It’s rare to find a tax as controversial in the developed world as inheritance tax. Unpopular with political parties and the public alike, it’s been rated as the U.K.’s least fair tax, with a net rating of -37, staggering compared to a highly regressive tax like VAT with a rating of +1. As such, it may seem surprising that inheritance taxes on average produce just 0.5% of national revenue for OECD countries and the U.K., where Reform U.K. and several factions within the Conservative Party have pledged to abolish the tax, still sees around 60% of wealth inherited. This may just sound like a statistic clawed out of the ONS, but it has real implications for inequality where already the wealthiest 10% of households own 40% of all wealth, with that being pre-Covid as well. As such, I’d always considered inheritance tax, as the U.K.’s sole wealth tax, as essential to preventing the breakdown of class mobility and promoting an equal society. Not only is greater fairness a just vision for a nation, but it’s often argued that equitable countries are more prosperous. This is down to individuals on a lower income having a higher tendency to spend additional disposable income while those on high incomes preserve their wealth in properties and invest in established companies. So, why have I changed my mind on inheritance tax?

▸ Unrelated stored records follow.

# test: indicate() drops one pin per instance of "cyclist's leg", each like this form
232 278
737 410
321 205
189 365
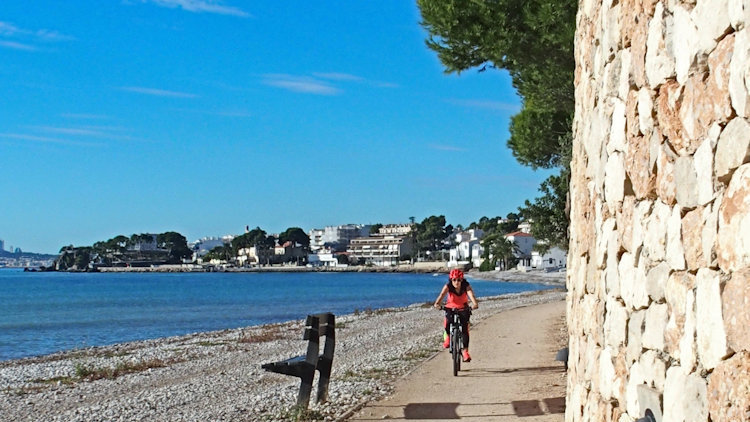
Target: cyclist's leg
464 316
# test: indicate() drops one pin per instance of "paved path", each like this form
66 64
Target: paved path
513 375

it’s a tax on middle-class savings rather than super-rich wealth
The main reason is probably why it is also rated as such an unpopular tax: it’s a tax on middle-class savings rather than super-rich wealth. There are a number of causal loopholes and exemptions that have led to this development. Firstly, gifts made seven or more years before the individual’s death don’t apply to the tax, which many easily avoid. Moreover, the wealthiest, often tied up with tax havens, find themselves able to substantially limit the amount of tax they are required to pay.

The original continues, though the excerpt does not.